Bayden Barber gets “a sinking feeling in my puku” when he drives past diggers moving earth for three new dwellings beneath the eastern slopes of Te Mata Peak.
A month later, a change in the district plan ensured this would be the last development undertaken on the eastern face of the peak.
Barber says Te Mata Peak “means everything” to Ngāti Kahungunu, and that he has a 150-page cultural report to prove it, but accepts the planned build of two houses and one supplementary dwelling at 282 Waimārama Rd is on private land and could have been worse.
“Instead of two homes, you could have potentially had a hundred homes there and a big gated community,” Barber said.

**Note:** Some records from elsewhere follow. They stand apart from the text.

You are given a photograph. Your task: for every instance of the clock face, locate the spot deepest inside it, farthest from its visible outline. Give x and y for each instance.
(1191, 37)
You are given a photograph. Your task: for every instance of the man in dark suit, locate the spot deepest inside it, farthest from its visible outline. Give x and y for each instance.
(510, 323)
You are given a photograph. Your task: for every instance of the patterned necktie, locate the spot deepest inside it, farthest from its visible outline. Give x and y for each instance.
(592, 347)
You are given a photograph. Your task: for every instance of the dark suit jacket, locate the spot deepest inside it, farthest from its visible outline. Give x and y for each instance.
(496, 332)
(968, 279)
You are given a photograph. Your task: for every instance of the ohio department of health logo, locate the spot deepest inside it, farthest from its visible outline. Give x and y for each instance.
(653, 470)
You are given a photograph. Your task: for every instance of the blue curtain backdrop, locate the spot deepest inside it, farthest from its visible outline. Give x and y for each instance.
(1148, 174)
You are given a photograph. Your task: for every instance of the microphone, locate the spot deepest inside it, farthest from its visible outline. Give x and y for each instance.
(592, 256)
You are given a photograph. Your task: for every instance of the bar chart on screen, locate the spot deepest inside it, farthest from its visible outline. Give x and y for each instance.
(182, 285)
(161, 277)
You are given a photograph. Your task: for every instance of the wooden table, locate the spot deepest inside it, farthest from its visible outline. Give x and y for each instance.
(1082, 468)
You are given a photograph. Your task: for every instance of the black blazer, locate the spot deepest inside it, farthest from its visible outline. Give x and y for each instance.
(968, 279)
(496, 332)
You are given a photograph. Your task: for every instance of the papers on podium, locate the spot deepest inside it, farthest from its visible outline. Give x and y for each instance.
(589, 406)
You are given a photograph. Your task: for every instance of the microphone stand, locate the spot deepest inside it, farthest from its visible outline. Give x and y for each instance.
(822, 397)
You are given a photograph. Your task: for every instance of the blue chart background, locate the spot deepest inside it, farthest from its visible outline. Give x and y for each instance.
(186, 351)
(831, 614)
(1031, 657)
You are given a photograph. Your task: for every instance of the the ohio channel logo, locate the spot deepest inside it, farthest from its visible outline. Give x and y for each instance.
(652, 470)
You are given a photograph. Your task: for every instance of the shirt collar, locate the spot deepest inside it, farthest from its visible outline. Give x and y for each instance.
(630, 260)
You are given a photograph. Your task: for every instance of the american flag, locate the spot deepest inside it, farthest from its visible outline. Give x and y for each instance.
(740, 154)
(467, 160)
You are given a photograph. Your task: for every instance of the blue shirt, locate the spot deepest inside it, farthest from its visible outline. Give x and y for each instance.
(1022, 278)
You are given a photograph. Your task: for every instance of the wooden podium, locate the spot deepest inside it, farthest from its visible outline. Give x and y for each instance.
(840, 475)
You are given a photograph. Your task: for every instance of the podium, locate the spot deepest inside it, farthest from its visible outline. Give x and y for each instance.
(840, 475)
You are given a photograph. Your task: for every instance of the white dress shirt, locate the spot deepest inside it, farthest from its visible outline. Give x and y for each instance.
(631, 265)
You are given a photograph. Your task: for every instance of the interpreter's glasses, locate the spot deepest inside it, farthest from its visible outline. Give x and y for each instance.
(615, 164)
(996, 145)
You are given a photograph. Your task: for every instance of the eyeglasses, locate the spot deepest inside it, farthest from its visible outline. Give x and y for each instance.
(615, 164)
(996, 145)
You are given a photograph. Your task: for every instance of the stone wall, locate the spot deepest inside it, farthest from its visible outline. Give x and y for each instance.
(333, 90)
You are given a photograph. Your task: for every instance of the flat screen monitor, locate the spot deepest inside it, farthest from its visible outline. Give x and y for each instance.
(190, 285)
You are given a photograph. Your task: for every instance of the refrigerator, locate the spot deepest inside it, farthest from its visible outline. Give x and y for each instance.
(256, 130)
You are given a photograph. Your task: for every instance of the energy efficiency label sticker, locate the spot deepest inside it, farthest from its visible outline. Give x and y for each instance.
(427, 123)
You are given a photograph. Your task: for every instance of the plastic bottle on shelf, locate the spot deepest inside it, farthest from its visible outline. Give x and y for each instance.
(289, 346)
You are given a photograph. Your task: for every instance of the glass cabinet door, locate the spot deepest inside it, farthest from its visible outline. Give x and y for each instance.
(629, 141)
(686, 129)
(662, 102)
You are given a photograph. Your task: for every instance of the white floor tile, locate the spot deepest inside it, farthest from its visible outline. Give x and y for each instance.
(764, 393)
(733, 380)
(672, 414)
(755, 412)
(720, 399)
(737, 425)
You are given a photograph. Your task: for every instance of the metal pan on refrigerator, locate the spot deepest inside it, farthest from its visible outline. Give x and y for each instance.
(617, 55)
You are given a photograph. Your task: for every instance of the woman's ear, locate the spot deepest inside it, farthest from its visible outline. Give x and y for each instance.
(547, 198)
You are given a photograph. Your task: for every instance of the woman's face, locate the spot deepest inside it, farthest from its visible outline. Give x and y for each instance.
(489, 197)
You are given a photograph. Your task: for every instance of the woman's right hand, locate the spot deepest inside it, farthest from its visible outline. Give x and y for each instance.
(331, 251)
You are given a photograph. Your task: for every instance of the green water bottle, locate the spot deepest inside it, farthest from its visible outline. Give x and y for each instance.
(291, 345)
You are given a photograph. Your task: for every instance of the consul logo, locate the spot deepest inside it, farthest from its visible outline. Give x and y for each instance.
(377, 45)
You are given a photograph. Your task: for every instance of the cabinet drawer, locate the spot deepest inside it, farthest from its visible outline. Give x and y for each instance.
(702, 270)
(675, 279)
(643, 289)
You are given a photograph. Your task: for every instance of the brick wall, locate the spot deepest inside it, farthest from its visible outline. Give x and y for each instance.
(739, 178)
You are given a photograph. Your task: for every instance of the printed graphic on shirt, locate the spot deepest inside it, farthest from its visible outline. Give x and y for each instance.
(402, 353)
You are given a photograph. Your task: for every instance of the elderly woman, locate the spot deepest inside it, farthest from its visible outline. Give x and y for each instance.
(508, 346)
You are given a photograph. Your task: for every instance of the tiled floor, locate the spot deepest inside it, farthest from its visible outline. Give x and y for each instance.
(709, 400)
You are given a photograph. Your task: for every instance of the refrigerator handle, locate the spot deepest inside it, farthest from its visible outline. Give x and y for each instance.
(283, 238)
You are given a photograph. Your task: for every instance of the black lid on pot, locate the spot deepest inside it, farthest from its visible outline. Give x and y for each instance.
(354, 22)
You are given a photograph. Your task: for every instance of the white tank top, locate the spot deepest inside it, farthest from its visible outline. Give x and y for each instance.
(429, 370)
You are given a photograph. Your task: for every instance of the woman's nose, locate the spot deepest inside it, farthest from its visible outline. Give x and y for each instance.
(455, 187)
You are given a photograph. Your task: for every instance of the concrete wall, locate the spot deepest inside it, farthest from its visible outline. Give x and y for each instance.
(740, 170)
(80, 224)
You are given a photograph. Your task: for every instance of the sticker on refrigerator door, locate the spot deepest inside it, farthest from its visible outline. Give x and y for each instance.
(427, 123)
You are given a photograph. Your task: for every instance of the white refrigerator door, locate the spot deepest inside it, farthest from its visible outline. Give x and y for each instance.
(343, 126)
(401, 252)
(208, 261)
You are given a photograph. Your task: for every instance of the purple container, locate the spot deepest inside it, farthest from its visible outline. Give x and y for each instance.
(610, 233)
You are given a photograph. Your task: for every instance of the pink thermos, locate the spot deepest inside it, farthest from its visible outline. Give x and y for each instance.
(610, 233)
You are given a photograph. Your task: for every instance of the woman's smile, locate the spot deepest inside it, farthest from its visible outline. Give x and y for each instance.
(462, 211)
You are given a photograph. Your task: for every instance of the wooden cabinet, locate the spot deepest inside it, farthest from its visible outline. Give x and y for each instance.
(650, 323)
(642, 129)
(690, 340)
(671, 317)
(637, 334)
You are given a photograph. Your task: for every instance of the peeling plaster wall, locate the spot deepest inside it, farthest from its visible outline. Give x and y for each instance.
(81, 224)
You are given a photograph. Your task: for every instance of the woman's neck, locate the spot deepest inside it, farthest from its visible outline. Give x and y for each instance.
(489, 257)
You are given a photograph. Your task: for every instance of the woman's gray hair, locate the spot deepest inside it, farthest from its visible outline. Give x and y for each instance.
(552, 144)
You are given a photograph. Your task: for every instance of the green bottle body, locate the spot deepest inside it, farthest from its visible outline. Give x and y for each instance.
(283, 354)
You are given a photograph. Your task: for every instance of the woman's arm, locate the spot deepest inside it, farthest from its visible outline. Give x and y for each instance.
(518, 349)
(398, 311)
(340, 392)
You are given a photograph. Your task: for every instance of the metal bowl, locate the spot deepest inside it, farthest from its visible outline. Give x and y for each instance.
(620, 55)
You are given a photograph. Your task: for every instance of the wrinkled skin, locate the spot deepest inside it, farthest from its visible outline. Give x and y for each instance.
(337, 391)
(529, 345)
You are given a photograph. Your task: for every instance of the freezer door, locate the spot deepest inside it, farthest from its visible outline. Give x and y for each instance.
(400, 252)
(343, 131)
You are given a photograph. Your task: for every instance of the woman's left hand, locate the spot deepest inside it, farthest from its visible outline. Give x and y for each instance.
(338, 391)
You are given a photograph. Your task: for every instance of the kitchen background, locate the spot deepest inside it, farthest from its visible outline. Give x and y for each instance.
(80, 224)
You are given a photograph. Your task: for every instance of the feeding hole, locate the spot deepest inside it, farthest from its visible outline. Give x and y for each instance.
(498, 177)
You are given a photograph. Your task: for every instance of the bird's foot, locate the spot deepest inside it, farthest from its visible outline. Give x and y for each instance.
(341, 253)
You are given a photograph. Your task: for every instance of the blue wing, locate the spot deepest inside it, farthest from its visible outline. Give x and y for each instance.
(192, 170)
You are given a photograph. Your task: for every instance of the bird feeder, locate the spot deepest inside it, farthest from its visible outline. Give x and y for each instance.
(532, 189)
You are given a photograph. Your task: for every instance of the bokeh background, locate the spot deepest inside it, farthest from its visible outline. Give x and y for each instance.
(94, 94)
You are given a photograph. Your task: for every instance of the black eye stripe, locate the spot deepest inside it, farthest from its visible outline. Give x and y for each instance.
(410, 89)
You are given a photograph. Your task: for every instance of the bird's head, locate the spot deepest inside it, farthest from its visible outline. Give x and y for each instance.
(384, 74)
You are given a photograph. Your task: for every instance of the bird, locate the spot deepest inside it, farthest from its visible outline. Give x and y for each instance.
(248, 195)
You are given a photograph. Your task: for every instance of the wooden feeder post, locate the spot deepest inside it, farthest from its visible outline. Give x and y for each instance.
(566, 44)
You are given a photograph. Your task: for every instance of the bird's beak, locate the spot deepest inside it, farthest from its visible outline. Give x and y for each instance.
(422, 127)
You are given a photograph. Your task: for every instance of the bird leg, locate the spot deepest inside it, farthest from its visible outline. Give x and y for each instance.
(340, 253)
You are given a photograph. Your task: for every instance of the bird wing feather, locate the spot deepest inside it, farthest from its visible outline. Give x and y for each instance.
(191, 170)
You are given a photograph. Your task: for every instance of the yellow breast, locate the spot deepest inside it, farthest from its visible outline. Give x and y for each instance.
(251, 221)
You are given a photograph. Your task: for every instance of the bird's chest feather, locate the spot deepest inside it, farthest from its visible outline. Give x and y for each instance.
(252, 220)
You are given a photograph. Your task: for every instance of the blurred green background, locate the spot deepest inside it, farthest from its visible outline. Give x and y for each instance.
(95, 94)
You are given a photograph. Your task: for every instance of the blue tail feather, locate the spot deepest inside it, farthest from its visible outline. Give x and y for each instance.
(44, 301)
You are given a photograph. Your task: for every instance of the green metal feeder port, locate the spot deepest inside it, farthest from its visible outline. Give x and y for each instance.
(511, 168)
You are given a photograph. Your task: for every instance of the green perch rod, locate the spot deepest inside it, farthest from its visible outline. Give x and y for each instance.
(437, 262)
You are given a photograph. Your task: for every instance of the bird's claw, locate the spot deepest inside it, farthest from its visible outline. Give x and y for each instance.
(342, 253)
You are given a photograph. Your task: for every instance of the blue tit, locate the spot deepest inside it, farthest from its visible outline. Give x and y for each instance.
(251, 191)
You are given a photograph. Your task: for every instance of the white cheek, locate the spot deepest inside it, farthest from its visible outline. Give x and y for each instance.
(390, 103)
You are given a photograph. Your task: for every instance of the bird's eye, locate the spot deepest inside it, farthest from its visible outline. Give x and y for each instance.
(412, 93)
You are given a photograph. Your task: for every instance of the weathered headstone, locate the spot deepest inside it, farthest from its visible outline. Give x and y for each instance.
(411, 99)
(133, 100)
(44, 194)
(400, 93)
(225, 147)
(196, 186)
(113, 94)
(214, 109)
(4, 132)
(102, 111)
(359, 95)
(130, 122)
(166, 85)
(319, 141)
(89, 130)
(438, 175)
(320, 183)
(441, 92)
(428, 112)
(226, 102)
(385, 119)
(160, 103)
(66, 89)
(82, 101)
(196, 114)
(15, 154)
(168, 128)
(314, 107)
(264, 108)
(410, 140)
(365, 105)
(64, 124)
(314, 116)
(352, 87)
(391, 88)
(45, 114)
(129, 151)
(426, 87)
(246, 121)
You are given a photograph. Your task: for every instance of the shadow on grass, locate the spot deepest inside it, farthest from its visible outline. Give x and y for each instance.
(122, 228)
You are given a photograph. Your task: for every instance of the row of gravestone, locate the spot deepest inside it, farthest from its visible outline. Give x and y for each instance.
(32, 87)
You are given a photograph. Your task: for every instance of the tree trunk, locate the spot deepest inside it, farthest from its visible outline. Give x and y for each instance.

Once a Certificate of Compliance (COC) was granted in September 2022, the landowners, Hastings District Council and iwi reached an agreement to minimise the visual impact of the buildings.
A COC is a formal record that a proposed development at a point in time is a permitted activity under the District Plan.
The council can only check whether it complies and issue a certificate to confirm if it does - it has no discretion or ability to refuse it.
Covenants are in place that dictate where the dwellings can sit on the property, as well as rules around the planting of shelter belts, exotic forestry and fencing.
“They could have developed that whole area of flat land beneath the peak, so it was a matter of trying to negotiate the best option while acknowledging that they own the property and have a right to develop it as they want,” said Barber.
Which isn’t to say he’s thrilled by the whole thing.
“Nah, not really, no. And we expressed that,” Barber said.
“I’d prefer there to be no development in that part of that vista. That would be ideal, given how important that vista is to not just Māori, but to all people.
“It [the granting of resource consent] was only a few years after the track was put there and all that controversy and we tried to emphasise that ideally we’d like to have nothing there.”
The Hastings District Council granted resource consent for a walking track to be cut into the eastern face of Te Mata Peak, without prior consultation with iwi.
It was an issue that divided opinion and the track was eventually filled in by the council.
Barber says a spirit of “compromise” was at the heart of the negotiations around these new dwellings.
He says iwi did not get their wish that the land remain undeveloped, but this is “the next best thing” and there’s comfort in knowing the rest of the area will remain untouched “in perpetuity”.
The HDC says it changed the district plan to October 2022 to prohibit development on the eastern face of Te Mata Peak “to ensure long-lasting protection of the natural and cultural attributes of this outstanding natural landscape for both current and future generations”.
Hamish Bidwell joined Hawke’s Bay Today in 2022 and works out of the Hastings newsroom.
* Clarification: This story initially reported that resource consent was granted for the homes in September 2022. It was a Certificate of Compliance and the story has been amended as a result.